I wonder if some sharp heads can explain what is the driving force behind the movement of electromagnetic radiation - why does light move - if it does. Does light use some energy to move it self or it does not move any resistance?

Thanks!

Manjit

<Mod edit - Formatted the subject as a question - please do this to help keep the forum tidy and easy to navigate - thanks!>

The answer to this is simple.

Photons do not contain rest mass. I would show you the math, but i can't be arsed doing all the math, but i will if you ask. It means, that rest mass is what stops a particle from displaying a speed which is similar to tht of the speed of light, because it would need an infinite amount of energy to do so, and even if it could the laws of conservation state it would require more than what the universe could yield, as i said in another thread.

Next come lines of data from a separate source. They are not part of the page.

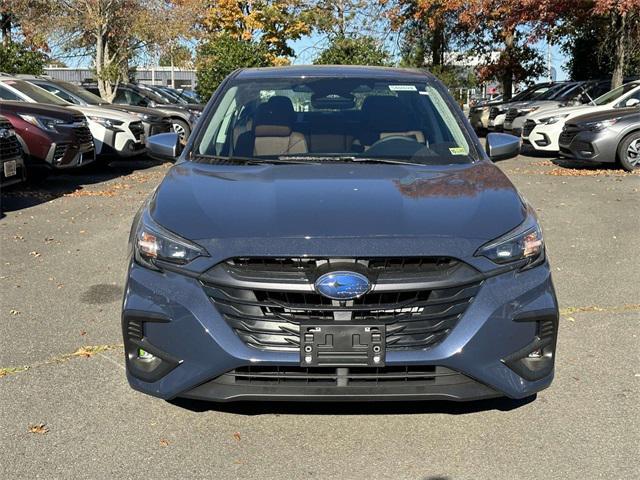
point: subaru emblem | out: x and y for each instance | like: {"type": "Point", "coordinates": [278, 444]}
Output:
{"type": "Point", "coordinates": [342, 285]}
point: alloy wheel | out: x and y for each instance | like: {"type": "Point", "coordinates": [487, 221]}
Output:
{"type": "Point", "coordinates": [633, 153]}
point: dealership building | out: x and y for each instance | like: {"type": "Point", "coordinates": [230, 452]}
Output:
{"type": "Point", "coordinates": [182, 78]}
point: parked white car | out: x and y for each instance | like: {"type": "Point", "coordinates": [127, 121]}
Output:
{"type": "Point", "coordinates": [542, 129]}
{"type": "Point", "coordinates": [114, 132]}
{"type": "Point", "coordinates": [498, 113]}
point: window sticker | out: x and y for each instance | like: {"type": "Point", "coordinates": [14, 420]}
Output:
{"type": "Point", "coordinates": [403, 88]}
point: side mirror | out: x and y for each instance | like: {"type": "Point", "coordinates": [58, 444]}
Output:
{"type": "Point", "coordinates": [502, 146]}
{"type": "Point", "coordinates": [164, 146]}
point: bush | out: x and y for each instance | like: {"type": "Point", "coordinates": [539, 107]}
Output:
{"type": "Point", "coordinates": [17, 58]}
{"type": "Point", "coordinates": [223, 54]}
{"type": "Point", "coordinates": [353, 51]}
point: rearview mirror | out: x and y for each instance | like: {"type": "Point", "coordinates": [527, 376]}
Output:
{"type": "Point", "coordinates": [164, 146]}
{"type": "Point", "coordinates": [502, 146]}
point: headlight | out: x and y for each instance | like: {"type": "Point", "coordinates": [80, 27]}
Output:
{"type": "Point", "coordinates": [46, 123]}
{"type": "Point", "coordinates": [552, 120]}
{"type": "Point", "coordinates": [111, 123]}
{"type": "Point", "coordinates": [142, 116]}
{"type": "Point", "coordinates": [597, 126]}
{"type": "Point", "coordinates": [155, 245]}
{"type": "Point", "coordinates": [524, 244]}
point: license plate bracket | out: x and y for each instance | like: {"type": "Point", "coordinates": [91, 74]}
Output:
{"type": "Point", "coordinates": [351, 344]}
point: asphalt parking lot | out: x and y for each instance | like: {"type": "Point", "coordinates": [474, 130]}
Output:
{"type": "Point", "coordinates": [66, 410]}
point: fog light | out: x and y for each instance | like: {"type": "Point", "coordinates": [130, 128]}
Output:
{"type": "Point", "coordinates": [145, 356]}
{"type": "Point", "coordinates": [535, 354]}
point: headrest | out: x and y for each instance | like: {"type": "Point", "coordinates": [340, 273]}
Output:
{"type": "Point", "coordinates": [274, 118]}
{"type": "Point", "coordinates": [385, 113]}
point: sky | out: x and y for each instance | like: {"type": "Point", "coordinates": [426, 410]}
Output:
{"type": "Point", "coordinates": [307, 48]}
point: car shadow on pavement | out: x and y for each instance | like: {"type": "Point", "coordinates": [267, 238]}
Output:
{"type": "Point", "coordinates": [586, 167]}
{"type": "Point", "coordinates": [502, 404]}
{"type": "Point", "coordinates": [57, 185]}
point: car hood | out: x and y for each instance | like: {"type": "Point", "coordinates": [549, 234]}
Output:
{"type": "Point", "coordinates": [39, 109]}
{"type": "Point", "coordinates": [202, 201]}
{"type": "Point", "coordinates": [606, 114]}
{"type": "Point", "coordinates": [551, 111]}
{"type": "Point", "coordinates": [134, 109]}
{"type": "Point", "coordinates": [92, 111]}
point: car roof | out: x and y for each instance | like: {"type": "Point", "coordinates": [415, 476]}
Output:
{"type": "Point", "coordinates": [299, 71]}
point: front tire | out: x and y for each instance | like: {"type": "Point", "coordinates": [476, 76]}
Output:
{"type": "Point", "coordinates": [629, 152]}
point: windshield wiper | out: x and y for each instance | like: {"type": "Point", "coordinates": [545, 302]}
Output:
{"type": "Point", "coordinates": [348, 158]}
{"type": "Point", "coordinates": [248, 160]}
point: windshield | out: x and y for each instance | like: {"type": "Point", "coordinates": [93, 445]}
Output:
{"type": "Point", "coordinates": [554, 91]}
{"type": "Point", "coordinates": [614, 94]}
{"type": "Point", "coordinates": [83, 94]}
{"type": "Point", "coordinates": [325, 119]}
{"type": "Point", "coordinates": [531, 93]}
{"type": "Point", "coordinates": [154, 97]}
{"type": "Point", "coordinates": [185, 97]}
{"type": "Point", "coordinates": [36, 94]}
{"type": "Point", "coordinates": [169, 95]}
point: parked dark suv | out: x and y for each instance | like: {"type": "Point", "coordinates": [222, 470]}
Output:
{"type": "Point", "coordinates": [12, 169]}
{"type": "Point", "coordinates": [337, 233]}
{"type": "Point", "coordinates": [51, 137]}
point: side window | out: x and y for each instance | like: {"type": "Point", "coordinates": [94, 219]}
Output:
{"type": "Point", "coordinates": [121, 97]}
{"type": "Point", "coordinates": [136, 99]}
{"type": "Point", "coordinates": [58, 93]}
{"type": "Point", "coordinates": [6, 94]}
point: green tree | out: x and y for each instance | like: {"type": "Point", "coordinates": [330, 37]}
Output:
{"type": "Point", "coordinates": [353, 51]}
{"type": "Point", "coordinates": [223, 54]}
{"type": "Point", "coordinates": [18, 58]}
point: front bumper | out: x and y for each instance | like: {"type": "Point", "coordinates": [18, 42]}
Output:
{"type": "Point", "coordinates": [201, 356]}
{"type": "Point", "coordinates": [117, 142]}
{"type": "Point", "coordinates": [591, 146]}
{"type": "Point", "coordinates": [70, 155]}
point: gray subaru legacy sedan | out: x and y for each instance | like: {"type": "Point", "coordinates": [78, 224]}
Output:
{"type": "Point", "coordinates": [337, 233]}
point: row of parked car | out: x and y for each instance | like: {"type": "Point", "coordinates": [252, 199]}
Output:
{"type": "Point", "coordinates": [48, 124]}
{"type": "Point", "coordinates": [585, 121]}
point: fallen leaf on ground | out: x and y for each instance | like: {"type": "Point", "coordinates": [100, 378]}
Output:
{"type": "Point", "coordinates": [39, 428]}
{"type": "Point", "coordinates": [11, 370]}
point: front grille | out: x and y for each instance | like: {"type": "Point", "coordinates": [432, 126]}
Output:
{"type": "Point", "coordinates": [568, 134]}
{"type": "Point", "coordinates": [161, 127]}
{"type": "Point", "coordinates": [83, 134]}
{"type": "Point", "coordinates": [328, 376]}
{"type": "Point", "coordinates": [59, 151]}
{"type": "Point", "coordinates": [528, 127]}
{"type": "Point", "coordinates": [264, 300]}
{"type": "Point", "coordinates": [511, 115]}
{"type": "Point", "coordinates": [137, 129]}
{"type": "Point", "coordinates": [134, 330]}
{"type": "Point", "coordinates": [9, 145]}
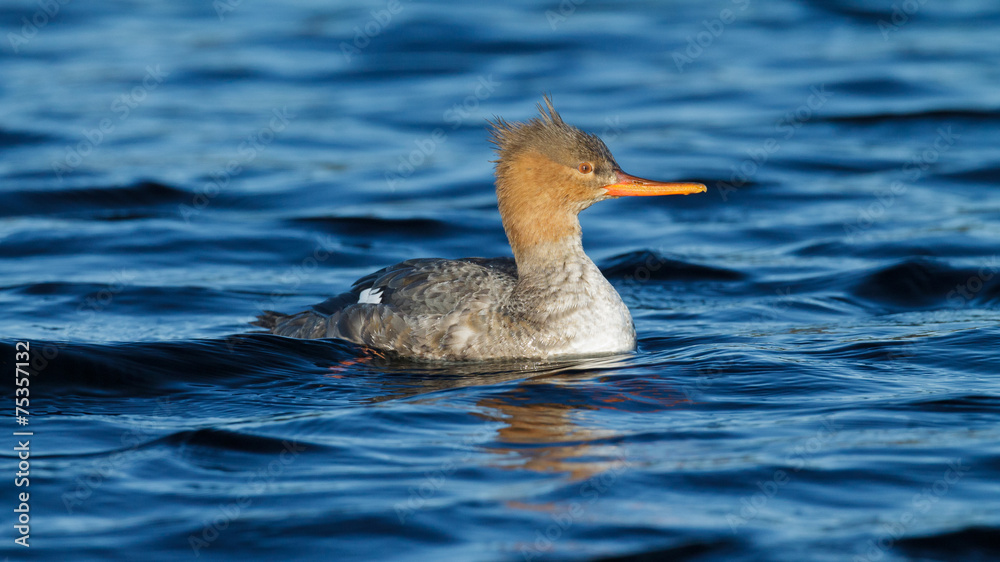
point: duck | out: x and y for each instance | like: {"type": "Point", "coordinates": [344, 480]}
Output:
{"type": "Point", "coordinates": [549, 301]}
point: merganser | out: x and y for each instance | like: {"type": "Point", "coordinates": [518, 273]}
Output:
{"type": "Point", "coordinates": [549, 301]}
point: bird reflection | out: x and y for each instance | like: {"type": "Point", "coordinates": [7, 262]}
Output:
{"type": "Point", "coordinates": [545, 423]}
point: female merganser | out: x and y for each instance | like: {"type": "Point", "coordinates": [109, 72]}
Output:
{"type": "Point", "coordinates": [550, 300]}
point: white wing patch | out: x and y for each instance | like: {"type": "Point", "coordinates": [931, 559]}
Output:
{"type": "Point", "coordinates": [369, 296]}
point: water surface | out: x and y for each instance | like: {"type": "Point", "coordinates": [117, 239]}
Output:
{"type": "Point", "coordinates": [816, 372]}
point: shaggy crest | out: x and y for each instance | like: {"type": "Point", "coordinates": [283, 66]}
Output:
{"type": "Point", "coordinates": [547, 134]}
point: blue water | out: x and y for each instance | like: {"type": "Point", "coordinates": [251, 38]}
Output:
{"type": "Point", "coordinates": [816, 376]}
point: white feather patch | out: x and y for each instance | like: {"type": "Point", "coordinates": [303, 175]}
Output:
{"type": "Point", "coordinates": [369, 296]}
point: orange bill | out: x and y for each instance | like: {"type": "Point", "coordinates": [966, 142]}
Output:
{"type": "Point", "coordinates": [631, 185]}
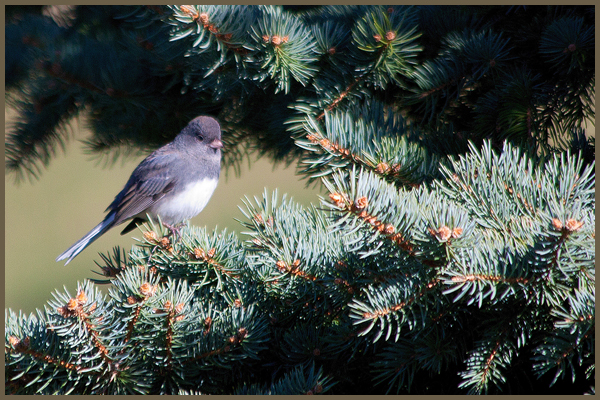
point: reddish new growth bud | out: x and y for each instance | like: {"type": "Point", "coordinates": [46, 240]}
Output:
{"type": "Point", "coordinates": [199, 254]}
{"type": "Point", "coordinates": [14, 341]}
{"type": "Point", "coordinates": [573, 225]}
{"type": "Point", "coordinates": [325, 143]}
{"type": "Point", "coordinates": [295, 265]}
{"type": "Point", "coordinates": [72, 304]}
{"type": "Point", "coordinates": [204, 18]}
{"type": "Point", "coordinates": [382, 168]}
{"type": "Point", "coordinates": [147, 289]}
{"type": "Point", "coordinates": [456, 232]}
{"type": "Point", "coordinates": [557, 224]}
{"type": "Point", "coordinates": [81, 298]}
{"type": "Point", "coordinates": [338, 199]}
{"type": "Point", "coordinates": [276, 40]}
{"type": "Point", "coordinates": [151, 236]}
{"type": "Point", "coordinates": [361, 203]}
{"type": "Point", "coordinates": [281, 266]}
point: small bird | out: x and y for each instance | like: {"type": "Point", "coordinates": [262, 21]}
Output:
{"type": "Point", "coordinates": [174, 182]}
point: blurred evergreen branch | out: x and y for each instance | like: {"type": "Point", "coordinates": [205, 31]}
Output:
{"type": "Point", "coordinates": [457, 241]}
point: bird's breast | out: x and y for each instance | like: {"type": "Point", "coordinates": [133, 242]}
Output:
{"type": "Point", "coordinates": [185, 203]}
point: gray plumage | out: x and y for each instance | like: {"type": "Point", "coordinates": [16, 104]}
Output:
{"type": "Point", "coordinates": [174, 182]}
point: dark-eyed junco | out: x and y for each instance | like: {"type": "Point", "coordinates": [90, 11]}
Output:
{"type": "Point", "coordinates": [175, 182]}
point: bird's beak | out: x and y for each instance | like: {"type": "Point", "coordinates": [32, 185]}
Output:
{"type": "Point", "coordinates": [216, 144]}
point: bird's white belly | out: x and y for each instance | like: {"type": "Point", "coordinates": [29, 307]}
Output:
{"type": "Point", "coordinates": [186, 204]}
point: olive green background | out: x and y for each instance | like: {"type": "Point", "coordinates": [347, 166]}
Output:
{"type": "Point", "coordinates": [45, 216]}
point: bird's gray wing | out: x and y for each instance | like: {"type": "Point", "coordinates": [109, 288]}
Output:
{"type": "Point", "coordinates": [149, 182]}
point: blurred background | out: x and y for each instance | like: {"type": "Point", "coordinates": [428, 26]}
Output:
{"type": "Point", "coordinates": [46, 216]}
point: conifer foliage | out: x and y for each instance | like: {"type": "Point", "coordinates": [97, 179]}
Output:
{"type": "Point", "coordinates": [454, 252]}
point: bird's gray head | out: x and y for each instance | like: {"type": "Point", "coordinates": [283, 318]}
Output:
{"type": "Point", "coordinates": [202, 134]}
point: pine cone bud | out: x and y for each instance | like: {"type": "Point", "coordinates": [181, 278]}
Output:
{"type": "Point", "coordinates": [557, 224]}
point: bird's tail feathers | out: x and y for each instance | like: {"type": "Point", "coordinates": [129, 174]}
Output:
{"type": "Point", "coordinates": [85, 241]}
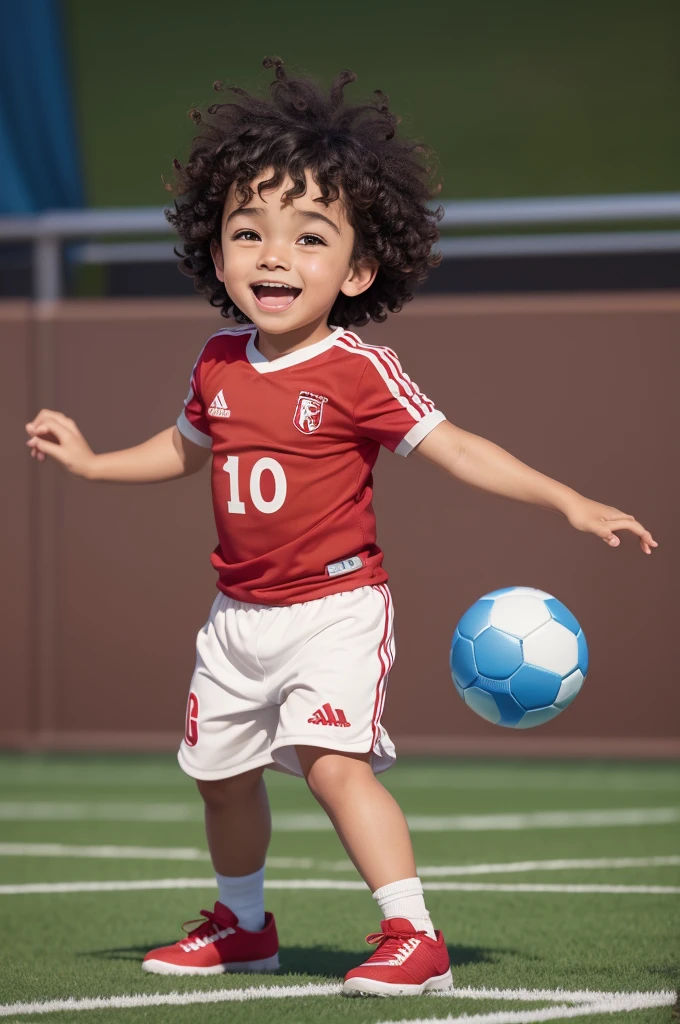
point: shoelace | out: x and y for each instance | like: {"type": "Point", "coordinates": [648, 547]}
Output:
{"type": "Point", "coordinates": [388, 943]}
{"type": "Point", "coordinates": [207, 919]}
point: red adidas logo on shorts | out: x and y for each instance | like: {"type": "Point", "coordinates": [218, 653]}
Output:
{"type": "Point", "coordinates": [327, 716]}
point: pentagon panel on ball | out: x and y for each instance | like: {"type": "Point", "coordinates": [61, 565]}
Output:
{"type": "Point", "coordinates": [518, 657]}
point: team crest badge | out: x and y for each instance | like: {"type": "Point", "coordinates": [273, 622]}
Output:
{"type": "Point", "coordinates": [308, 412]}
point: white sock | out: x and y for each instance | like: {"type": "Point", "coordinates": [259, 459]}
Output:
{"type": "Point", "coordinates": [245, 897]}
{"type": "Point", "coordinates": [405, 899]}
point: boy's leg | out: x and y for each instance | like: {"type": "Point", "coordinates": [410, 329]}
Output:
{"type": "Point", "coordinates": [411, 957]}
{"type": "Point", "coordinates": [372, 827]}
{"type": "Point", "coordinates": [237, 935]}
{"type": "Point", "coordinates": [239, 828]}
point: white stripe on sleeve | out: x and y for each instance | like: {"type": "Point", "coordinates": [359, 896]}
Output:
{"type": "Point", "coordinates": [193, 434]}
{"type": "Point", "coordinates": [421, 429]}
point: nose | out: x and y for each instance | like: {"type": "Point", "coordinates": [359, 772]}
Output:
{"type": "Point", "coordinates": [273, 258]}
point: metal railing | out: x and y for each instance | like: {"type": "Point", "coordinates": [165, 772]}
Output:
{"type": "Point", "coordinates": [48, 231]}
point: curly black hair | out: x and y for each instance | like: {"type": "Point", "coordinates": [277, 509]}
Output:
{"type": "Point", "coordinates": [352, 154]}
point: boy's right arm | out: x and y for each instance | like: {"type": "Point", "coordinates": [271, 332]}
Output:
{"type": "Point", "coordinates": [165, 457]}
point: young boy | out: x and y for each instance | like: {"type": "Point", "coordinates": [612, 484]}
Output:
{"type": "Point", "coordinates": [301, 217]}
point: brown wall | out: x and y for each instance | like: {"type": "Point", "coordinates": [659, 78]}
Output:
{"type": "Point", "coordinates": [103, 587]}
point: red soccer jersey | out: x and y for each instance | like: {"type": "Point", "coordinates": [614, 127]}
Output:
{"type": "Point", "coordinates": [294, 442]}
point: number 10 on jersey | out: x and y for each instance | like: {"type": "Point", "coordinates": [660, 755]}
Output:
{"type": "Point", "coordinates": [261, 466]}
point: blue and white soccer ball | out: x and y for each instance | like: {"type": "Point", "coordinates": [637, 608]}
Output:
{"type": "Point", "coordinates": [518, 657]}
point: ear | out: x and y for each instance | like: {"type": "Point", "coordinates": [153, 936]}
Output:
{"type": "Point", "coordinates": [360, 278]}
{"type": "Point", "coordinates": [218, 260]}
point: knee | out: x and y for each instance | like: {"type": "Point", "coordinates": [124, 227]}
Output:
{"type": "Point", "coordinates": [218, 794]}
{"type": "Point", "coordinates": [330, 776]}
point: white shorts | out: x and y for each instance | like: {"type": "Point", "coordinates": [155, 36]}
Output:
{"type": "Point", "coordinates": [267, 678]}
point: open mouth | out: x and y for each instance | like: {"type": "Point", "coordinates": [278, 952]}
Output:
{"type": "Point", "coordinates": [273, 296]}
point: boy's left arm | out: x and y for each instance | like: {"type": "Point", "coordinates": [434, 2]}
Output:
{"type": "Point", "coordinates": [482, 464]}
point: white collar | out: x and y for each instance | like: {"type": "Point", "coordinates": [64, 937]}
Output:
{"type": "Point", "coordinates": [264, 366]}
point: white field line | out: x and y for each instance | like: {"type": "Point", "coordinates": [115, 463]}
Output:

You can also say, according to relativity theory, a photon has no rest-inertia, where it can decelerate under a force. This was different to a mass who's acceleration can differ under material influence. Instead, if you could see life from a photons point of view, it experiences no time whatsoever... and if we are to trust relativity here, this MUST ALSO MEAN space as well, so a photon doesn't really go anywhere, according to theory.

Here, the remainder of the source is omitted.